Entscheidungsstichwort (Thema)
Bewertung, Vermögen-, Erbschaft-, Schenkungsteuer
Leitsatz (amtlich)
Zur Berechnung des gemeinen Wertes von GmbH-Anteilen.
Die Möglichkeit einer zukünftigen steuerlichen Belastung des beherrschenden Gesellschafters durch einen Veräußerungsgewinn beeinflußt den gemeinen Wert der GmbH-Anteile nicht.
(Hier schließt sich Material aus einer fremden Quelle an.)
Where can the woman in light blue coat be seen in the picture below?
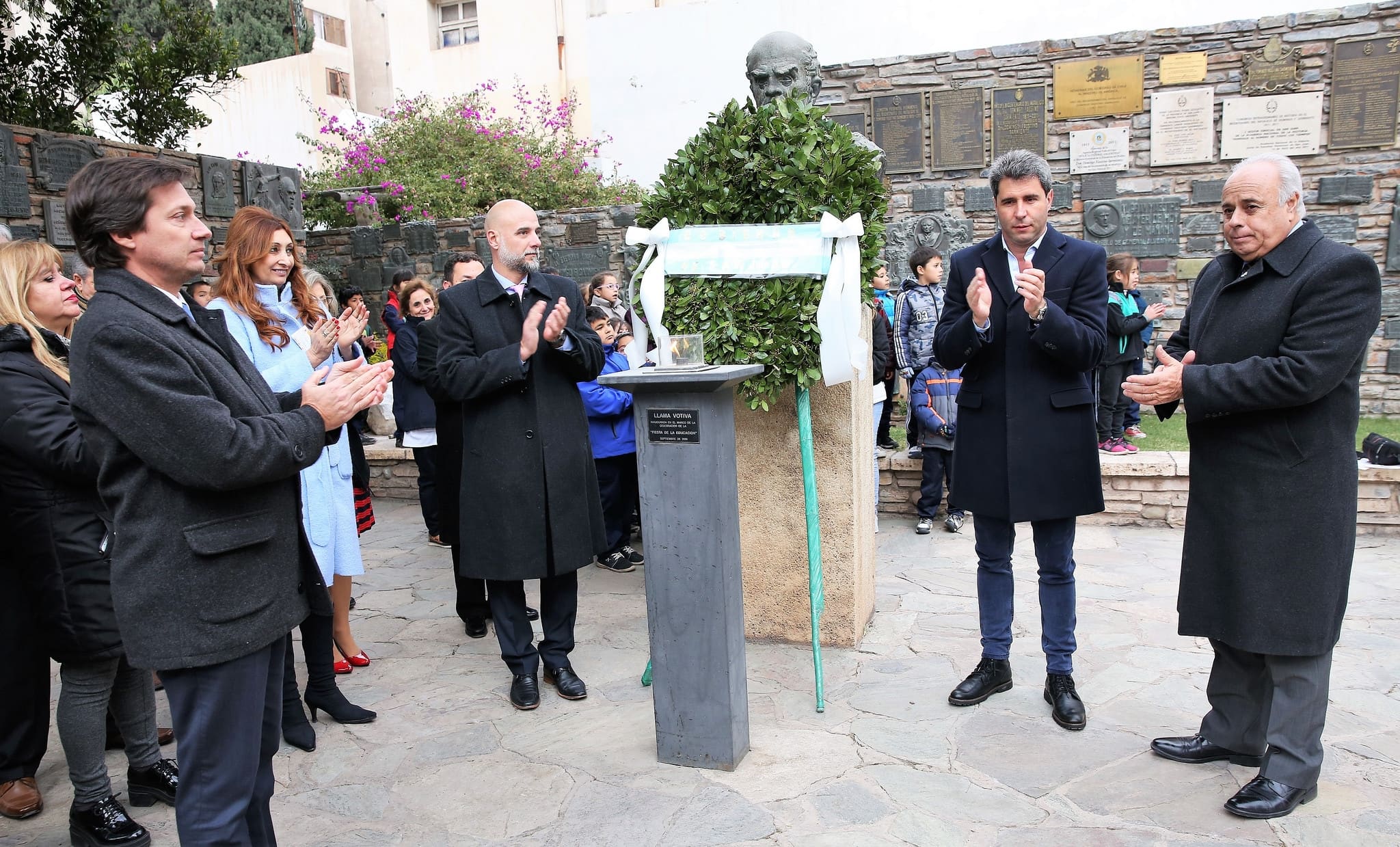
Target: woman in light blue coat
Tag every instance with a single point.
(288, 335)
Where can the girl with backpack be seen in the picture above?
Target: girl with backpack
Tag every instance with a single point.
(1125, 346)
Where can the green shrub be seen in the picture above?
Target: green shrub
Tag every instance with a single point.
(779, 164)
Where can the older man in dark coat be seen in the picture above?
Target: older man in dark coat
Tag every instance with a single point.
(199, 463)
(513, 345)
(1025, 319)
(1267, 363)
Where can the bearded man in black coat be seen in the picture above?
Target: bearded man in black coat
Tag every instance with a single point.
(513, 347)
(1267, 363)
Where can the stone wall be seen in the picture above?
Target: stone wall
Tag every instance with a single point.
(1227, 45)
(1151, 489)
(61, 154)
(577, 241)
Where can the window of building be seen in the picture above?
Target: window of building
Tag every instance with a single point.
(338, 83)
(328, 28)
(457, 24)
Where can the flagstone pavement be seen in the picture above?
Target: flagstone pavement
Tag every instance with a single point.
(889, 762)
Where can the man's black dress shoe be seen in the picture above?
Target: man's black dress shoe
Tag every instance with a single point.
(1064, 702)
(566, 682)
(990, 677)
(156, 783)
(1266, 798)
(1196, 749)
(105, 824)
(524, 692)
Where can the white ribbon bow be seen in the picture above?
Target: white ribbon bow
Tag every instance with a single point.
(839, 312)
(653, 293)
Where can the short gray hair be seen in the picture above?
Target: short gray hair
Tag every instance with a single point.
(1290, 181)
(75, 267)
(1019, 164)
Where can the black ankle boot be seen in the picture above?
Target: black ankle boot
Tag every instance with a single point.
(105, 824)
(296, 729)
(156, 783)
(335, 705)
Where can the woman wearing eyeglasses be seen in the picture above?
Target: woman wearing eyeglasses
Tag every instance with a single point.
(288, 335)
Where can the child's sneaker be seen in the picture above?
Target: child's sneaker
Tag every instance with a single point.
(617, 562)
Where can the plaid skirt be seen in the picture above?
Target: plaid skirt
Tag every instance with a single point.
(363, 510)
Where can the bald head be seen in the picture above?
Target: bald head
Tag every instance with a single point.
(513, 231)
(783, 64)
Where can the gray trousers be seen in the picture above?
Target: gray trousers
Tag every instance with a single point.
(89, 690)
(1273, 706)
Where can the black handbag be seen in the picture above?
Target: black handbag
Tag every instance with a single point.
(1379, 450)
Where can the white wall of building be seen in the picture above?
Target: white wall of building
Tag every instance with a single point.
(658, 73)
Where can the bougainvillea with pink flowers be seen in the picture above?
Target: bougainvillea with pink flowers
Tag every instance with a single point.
(454, 157)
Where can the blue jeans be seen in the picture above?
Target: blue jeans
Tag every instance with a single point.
(996, 589)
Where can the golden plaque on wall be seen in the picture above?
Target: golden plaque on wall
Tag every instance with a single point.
(1095, 87)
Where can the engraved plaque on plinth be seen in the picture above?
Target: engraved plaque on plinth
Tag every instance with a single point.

Ein Abschlag wegen besonderer persönlicher Tätigkeit des Gesellschafter-Geschäftsführers (Abschn. 4 Abs. 3 AntBewR 1957) kommt bei Einsatz eines erheblichen Betriebskapitals, insbesondere bei der Bewertung nach dem Stuttgarter Verfahren, nicht in Betracht.
Normenkette
BewG § 13 Abs. 2, § 11/2
Tatbestand
Streitig ist der gemeine Wert der GmbH-Anteile.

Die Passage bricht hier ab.